Updated

The quiz show contestants stand in a semicircle. They look tense. The host is center stage, wearing black and an unveiled expression of contempt.

"You did marginally better than the first round," Anne Robinson chides the players. "Let me remind you, slow coaches and ditherers have no place on the team. It's time to vote off the weakest link."

And they do, forcing one of the humiliated band to shuffle away, a camera in their face and Robinson's tart words echoing as their TV epitaph: "You are the weakest link. Goodbye!"

Ouch. But that's entertainment, at least in Britain where Weakest Link is a smash hit. Now NBC is giving Americans their own version of the show that retains its prickly host, a London journalist turned TV star.

The network has lagged in matching competitors ABC (Who Wants to be a Millionaire) and CBS (Survivor) in the development of alternative shows, but it's betting big on Weakest Link.

It needs to. While returning series like The West Wing and Law & Order have performed strongly for NBC, newcomers such as Titans and First Years wobbled and crashed.

Also in the picture is a possible summer walkout by Hollywood writers and actors. That would put pressure on NBC and other networks to develop reality and quiz shows such as Weakest Link to fill in for missing sitcoms and dramas this fall.

The quiz show debuting at 8 p.m. EDT Monday could deliver for NBC, one analyst said.

"I think it has a shot," said Paul Schulman of the media-buying firm Schulman/Advanswers. "Outside Fox's Boston Public, nothing else is in the 8-9 p.m. hour. It has a shot to at least be a marginal hit."

He added, however, that NBC hasn't had a show that worked on Monday since Fresh Prince of Bel-Air.

Weakest Link is getting a splashy, triple-pump launch after weeks of heavy promotion. Its Monday debut will be followed by additional episodes at 9:30 p.m. EDT Tuesday and 10 p.m. EDT Wednesday.

Patterned closely on the British version but with heftier cash prizes, it's a kind of stagebound Survivor: Players work with and against each other in pursuit of up to $1 million, winner take all.

Answering questions individually, contestants can collectively amass up to $125,000 each round. The group votes out one player at the end of a round, ultimately leaving two people in the fray.
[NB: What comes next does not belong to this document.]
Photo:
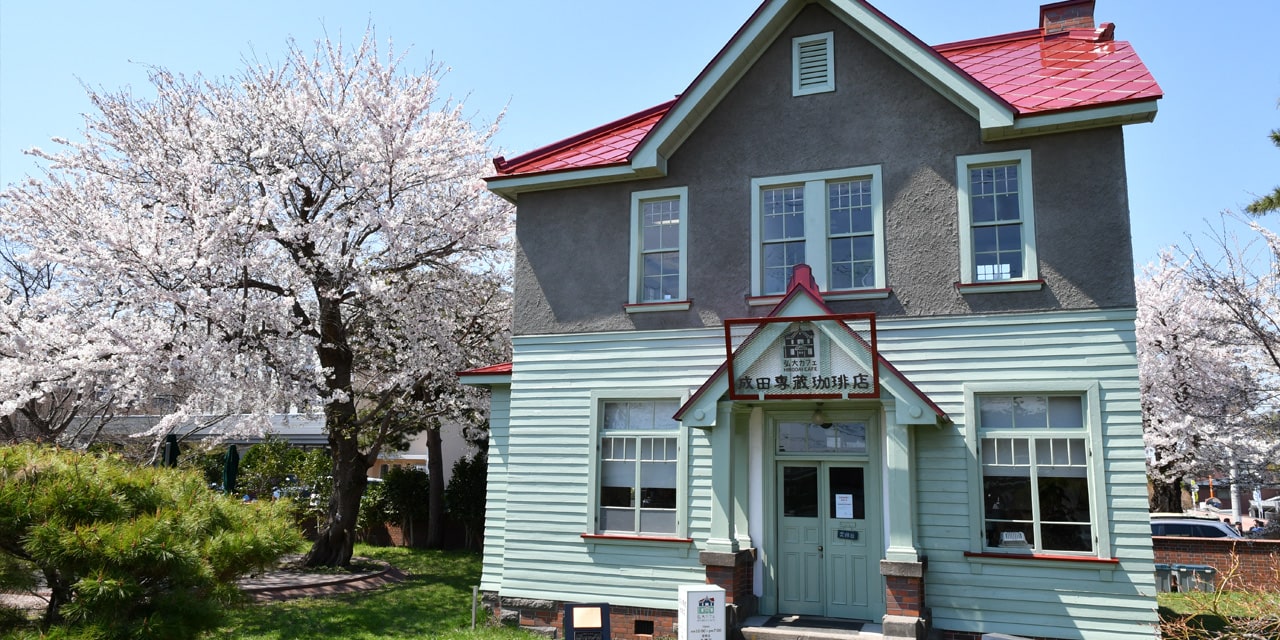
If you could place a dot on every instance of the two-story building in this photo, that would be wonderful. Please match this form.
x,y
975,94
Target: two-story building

The questions in the British version (a preview of the U.S. show was unavailable) are standard quiz-show stuff. "If each side of an Egyptian pyramid is 220 meters long, how far would you walk if you went around it?" (880 meters) or "In the animal kingdom, which 'j' is the largest South American cat?" (the jaguar) were among the queries posed to British players.

But it's style, not substance, that sets Weakest Link apart. Like a one-woman hit squad, Robinson peppers the contestants with rapid-fire questions and high-caliber insults.

After one player flubbed a science question, Robinson politely asked his profession. He was a teacher, the man offered.

"You're actually a coordinator for science in the school," she replied, taking aim.

"I certainly am," he said.

"Are you sure about that?" Robinson curtly replied. Fire!

Draped in black designer garb that gives her the air of a chic Western gunslinger, her mouth pursed hard, Robinson breaks the mold of the blandly inoffensive TV personality.

Could bubbly Regis Philbin ever be so cold? Or courtly Alex Trebek?

That's their problem, suggests Robinson, 56, who argues she is the one taking the high ground.

"Quiz show contestants are really very feisty and very sure of themselves and it just would have been inappropriate and patronizing to treat them any other way," Robinson said in an interview.

In her career on TV and as a journalist (she's currently a columnist for The Times of London), Robinson says she's avoided patronizing people or talking to them "as if their dog had just died."

As applied to Weakest Link, it's an approach she believes makes for good television. "It's feisty, it's fast, it's dramatic. It's a bit like a car crash, but you look anyway."

It certainly has more pep than Who Wants to be a Millionaire, Robinson notes. "Mind you, it wouldn't be difficult to have more energy than what's-his-face," she says of its host.

With an "oops" expression, she reminds herself to be a bit more discreet. But Robinson —  who has a winning off-camera smile —  just can't stop. She goes on to recall the dismal interviews she conducted as a radio host with the likes of Mel Gibson (he fell asleep) and Meg Ryan (she was on autopilot).

"Michael Jackson turned up two hours late," she continues. "John Malkovich came on and there were so many silences people rang up to see if their set had gone bad."

Those experiences made her vow to keep things interesting when the ball was in her court. Robinson believes U.S. viewers will understand that Weakest Link is a form of performance art, not cruelty.

"There is a sense of the absurd about it. And me winking at the end —  it's a conspiracy."

If the prime-time Weakest Link catches fire, NBC may launch a syndicated daytime version. But the host under consideration may be too polite to equal Robinson: It's Survivor schemer Richard Hatch.